Life Expectancy For White Women In US Dips

White women in the United States are now expected to live shorter based on the data of a government report. The life expectancy for these women was cut by almost five weeks.

The Associated Press (AP) said in a report published by Yahoo Sports that data collected by the Centers for Disease Control and Prevention compared statistics in 2013 to that of 2014. It was revealed that white women lost more than a month of their predicted life span.

The report showed that white women born in 2014 could expect to live for 81 years and 1 month, a bit lower than the duration for 2013. AP noted that the last major drop in the life expectancy for females was noted in 2008 which recorded a one-year decline.

NPR said though the dip is much shorter in 2014, demographers still worry on the statistic since it is specific now on white women in the United States. Though the study did not look into the cause of death, demographer Elizabeth Arias said she found troubling results when she expanded her research.

"For the age group 25 to 54, suicide went up," she shared. "'Unintentional poisonings,' which is mainly alcohol and drug poisoning, and chronic liver disease - those went up by quite a bit."

These components had effects on both men and women but females were said to be more affected. This conclusion was made after numbers revealed that the life expectancy of white males did not change in the said period.
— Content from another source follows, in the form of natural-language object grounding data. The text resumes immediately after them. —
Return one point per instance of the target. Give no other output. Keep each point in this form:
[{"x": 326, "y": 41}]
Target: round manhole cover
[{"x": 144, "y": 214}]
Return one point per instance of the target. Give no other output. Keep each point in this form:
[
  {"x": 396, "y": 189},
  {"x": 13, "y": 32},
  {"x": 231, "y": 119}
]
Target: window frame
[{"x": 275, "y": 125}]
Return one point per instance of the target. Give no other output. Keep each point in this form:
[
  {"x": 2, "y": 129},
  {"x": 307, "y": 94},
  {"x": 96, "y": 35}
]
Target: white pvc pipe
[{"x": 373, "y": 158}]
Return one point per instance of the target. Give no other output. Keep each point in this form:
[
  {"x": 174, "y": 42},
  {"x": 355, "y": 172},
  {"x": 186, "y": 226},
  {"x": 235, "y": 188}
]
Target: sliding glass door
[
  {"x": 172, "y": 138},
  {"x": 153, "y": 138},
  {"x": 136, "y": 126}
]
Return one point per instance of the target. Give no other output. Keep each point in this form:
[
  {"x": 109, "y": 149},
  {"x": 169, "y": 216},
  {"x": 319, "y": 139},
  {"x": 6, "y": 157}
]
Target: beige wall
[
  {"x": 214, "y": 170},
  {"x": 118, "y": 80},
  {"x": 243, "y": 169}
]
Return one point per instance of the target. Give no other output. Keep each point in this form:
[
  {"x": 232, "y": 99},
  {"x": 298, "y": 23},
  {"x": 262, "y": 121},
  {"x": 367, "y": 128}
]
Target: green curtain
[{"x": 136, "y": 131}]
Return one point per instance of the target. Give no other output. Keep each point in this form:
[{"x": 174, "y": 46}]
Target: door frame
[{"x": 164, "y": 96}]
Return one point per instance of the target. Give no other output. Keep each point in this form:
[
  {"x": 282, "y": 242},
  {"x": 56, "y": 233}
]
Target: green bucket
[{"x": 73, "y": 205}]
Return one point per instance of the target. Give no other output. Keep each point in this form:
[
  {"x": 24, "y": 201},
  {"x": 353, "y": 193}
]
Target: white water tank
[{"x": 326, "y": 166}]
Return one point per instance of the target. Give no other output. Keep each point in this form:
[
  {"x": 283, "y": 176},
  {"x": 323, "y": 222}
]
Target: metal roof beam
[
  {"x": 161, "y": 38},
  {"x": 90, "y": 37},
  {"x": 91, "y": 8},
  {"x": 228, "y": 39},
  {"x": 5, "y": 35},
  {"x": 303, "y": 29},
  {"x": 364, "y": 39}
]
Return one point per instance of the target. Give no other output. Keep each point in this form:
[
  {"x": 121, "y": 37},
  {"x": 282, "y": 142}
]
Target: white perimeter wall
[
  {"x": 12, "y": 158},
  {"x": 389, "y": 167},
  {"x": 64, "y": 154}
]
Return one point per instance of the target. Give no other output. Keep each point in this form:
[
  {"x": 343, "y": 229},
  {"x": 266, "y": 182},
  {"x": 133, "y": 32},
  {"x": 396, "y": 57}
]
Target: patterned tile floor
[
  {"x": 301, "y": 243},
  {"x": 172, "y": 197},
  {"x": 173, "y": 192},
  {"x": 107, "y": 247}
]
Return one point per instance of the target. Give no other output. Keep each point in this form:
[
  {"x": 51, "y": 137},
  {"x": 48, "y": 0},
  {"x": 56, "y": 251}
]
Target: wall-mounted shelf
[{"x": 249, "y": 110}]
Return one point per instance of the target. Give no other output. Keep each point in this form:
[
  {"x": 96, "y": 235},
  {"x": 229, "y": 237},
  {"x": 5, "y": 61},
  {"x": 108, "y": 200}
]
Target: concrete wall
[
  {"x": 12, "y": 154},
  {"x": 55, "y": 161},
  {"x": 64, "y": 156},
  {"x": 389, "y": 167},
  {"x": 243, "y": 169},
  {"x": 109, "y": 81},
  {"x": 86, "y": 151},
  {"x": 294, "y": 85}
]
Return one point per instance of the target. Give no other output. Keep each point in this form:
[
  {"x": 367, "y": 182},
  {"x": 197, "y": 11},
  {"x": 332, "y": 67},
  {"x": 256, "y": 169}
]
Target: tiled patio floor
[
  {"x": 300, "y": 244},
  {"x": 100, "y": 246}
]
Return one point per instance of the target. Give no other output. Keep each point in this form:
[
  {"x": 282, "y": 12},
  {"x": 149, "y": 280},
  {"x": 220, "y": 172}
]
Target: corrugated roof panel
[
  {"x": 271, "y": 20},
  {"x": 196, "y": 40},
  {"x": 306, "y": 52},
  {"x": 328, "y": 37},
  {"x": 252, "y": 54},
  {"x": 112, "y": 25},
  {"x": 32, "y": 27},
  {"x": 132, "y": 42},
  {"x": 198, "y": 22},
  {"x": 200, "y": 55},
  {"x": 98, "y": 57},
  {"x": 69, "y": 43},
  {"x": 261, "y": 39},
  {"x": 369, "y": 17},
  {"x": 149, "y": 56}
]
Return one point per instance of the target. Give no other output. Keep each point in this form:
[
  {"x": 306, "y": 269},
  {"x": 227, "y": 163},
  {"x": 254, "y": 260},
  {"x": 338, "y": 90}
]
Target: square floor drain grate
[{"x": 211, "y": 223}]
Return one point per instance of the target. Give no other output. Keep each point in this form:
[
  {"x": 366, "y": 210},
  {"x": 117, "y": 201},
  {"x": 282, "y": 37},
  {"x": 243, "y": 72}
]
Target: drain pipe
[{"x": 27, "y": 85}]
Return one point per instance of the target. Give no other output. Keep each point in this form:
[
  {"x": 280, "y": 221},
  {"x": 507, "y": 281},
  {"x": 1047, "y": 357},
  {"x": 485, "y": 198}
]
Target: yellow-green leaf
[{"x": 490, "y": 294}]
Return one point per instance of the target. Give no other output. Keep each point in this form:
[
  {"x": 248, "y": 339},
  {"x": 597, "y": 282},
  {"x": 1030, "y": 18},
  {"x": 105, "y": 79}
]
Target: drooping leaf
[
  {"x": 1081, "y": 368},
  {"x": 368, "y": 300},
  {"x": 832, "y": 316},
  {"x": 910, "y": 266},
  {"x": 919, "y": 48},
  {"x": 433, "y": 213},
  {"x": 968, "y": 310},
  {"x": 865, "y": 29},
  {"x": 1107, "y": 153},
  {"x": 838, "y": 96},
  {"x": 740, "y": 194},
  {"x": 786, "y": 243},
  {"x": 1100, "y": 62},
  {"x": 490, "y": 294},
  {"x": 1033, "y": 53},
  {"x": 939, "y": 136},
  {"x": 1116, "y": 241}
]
Aside from these findings, NPR added that other death causes declined like stroke, cancer and heart ailments. However, it was highlighted that more people died due to liver diseases, suicide and drug overdose.

"There are people for whom life expectancy is falling - and that's happening at a time where everywhere else and for every other group we're seeing all these amazing gains in survival," Dartmouth's Institute for Health Policy and Clinical Practice professor Ellen Meara said. She added that previous researchers have also found that mortality is continuously declining.